Samsung Electronics said on Tuesday it expected operating profits to drop more than 50 percent in the third quarter as it struggles with a long-running slump in the global chip market.
Operating profit for July to September was forecast to reach 7.7 trillion won ($6.4 billion), down 56.2 percent from a year earlier, the world’s largest maker of smartphones and memory chips said in a statement.
It marks the fourth consecutive quarter in which the South Korean tech company has recorded a profit drop in the face of falling semiconductor prices and weakened demand for its mobile devices.
Sales for the third quarter were expected to reach around 62 trillion won, down 5.3 percent from the same period last year.
Samsung withholds net profit and sector-by-sector business performance until it releases its final earnings report, which is expected later this month.
Samsung shares closed up 2.4 percent in Seoul as the operating profit forecast beat expectations.
The firm is the flagship subsidiary of the giant Samsung Group, by far the biggest of the family-controlled conglomerates that dominate business in the world’s 11th-largest economy, and crucial to South Korea’s economic health.

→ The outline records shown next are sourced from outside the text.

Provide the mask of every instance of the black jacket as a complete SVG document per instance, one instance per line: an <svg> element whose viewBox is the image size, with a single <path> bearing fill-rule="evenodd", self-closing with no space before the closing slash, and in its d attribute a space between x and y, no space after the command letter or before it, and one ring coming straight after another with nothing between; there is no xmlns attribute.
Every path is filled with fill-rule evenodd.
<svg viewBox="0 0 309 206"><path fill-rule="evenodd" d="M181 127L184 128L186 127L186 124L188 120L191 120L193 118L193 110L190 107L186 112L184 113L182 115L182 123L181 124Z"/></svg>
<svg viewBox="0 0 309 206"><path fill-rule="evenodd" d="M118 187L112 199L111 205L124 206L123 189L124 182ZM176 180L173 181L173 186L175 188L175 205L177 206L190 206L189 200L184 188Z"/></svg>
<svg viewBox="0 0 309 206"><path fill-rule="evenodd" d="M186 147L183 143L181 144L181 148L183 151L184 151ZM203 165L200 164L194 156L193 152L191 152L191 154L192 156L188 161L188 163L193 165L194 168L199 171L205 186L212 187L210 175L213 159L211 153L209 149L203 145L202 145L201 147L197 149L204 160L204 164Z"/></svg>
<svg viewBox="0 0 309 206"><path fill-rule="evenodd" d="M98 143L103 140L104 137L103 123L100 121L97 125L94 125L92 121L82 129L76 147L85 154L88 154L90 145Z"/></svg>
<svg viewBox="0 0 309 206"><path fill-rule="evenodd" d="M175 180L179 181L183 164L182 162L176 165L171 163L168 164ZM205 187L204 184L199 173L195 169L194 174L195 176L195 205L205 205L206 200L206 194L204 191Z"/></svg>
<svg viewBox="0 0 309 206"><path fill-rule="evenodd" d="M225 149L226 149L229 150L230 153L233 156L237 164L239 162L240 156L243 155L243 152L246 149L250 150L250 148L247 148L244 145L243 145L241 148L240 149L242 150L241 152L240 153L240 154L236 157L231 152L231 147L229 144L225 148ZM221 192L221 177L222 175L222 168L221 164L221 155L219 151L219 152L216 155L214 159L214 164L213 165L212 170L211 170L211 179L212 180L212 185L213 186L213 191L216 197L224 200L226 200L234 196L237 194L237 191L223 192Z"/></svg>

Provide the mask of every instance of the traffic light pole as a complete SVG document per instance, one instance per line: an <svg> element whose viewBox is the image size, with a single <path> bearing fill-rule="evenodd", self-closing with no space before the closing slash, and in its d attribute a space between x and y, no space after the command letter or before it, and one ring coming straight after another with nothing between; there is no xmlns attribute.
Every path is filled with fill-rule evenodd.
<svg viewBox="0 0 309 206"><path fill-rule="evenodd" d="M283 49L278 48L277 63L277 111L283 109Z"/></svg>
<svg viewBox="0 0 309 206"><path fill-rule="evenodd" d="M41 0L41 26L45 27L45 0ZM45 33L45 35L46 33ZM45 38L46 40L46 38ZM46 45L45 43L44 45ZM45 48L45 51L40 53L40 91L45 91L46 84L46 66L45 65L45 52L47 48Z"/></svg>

Analysts voiced optimism for the coming months, noting that falling inventory levels for semiconductors—which account for more than half of Samsung’s profit—will help stabilise chip prices after double-digit drops this year.
‘Competitor in crisis’
The estimates for the third quarter showed a slight rise from the April to June period, which analysts attributed mainly to improvements in the mobile business.
The firm rolled out its flagship Note 10 devices that connect to superfast 5G network in August that analysts say have sold far better than its previous models to give Samsung a much-needed boost.
“The Note device is usually released in August or September and sells well until December, so I expect the demand to continue until the fourth quarter,” said Tom Kang, research director at Counterpoint Research.
Samsung appealed to high-end users with the launch of its first foldable smartphone last month after faulty screens forced an embarrassing delay in April.
The premium smartphone market has grown fiercely competitive and overall sales have cooled as a lack of major innovation has caused people to wait longer before upgrading to new models.
The South Korean tech titan leads the global smartphone market with a 23-percent share of the sector, trailed by Chinese competitors Huawei and Oppo, with Apple in fourth place, according to sales tracker IHS Markit.
Samsung also took advantage of the US trade ban against Huawei, “replacing a strong competitor in crisis” with its mid-to-low tier Galaxy A handsets, said Sujeong Lim, an analyst at Counterpoint Research.
Increased demand for Samsung’s OLED display panels used in handsets by competitors—including Apple’s new iPhone 11—is also expected to help improve the company’s quarterly profit.
Samsung has been caught up in a trade war between Japan and South Korea stemming from World War II disputes.
The row saw Tokyo impose tough restrictions on exports crucial to South Korean tech giants in July, and Samsung vice-chairman Lee Jae-yong—who called the situation a “crisis”—has visited Tokyo to secure materials.
Adding to Samsung’s woes, Lee is currently facing retrial over his role in a massive corruption scandal that brought down former president Park Geun-hye.
He was initially jailed for five years in 2017 on multiple convictions including bribery, which was reduced to a suspended sentence on appeal, only for the Supreme Court in August to order a retrial.
The first hearings in the case are expected later this month.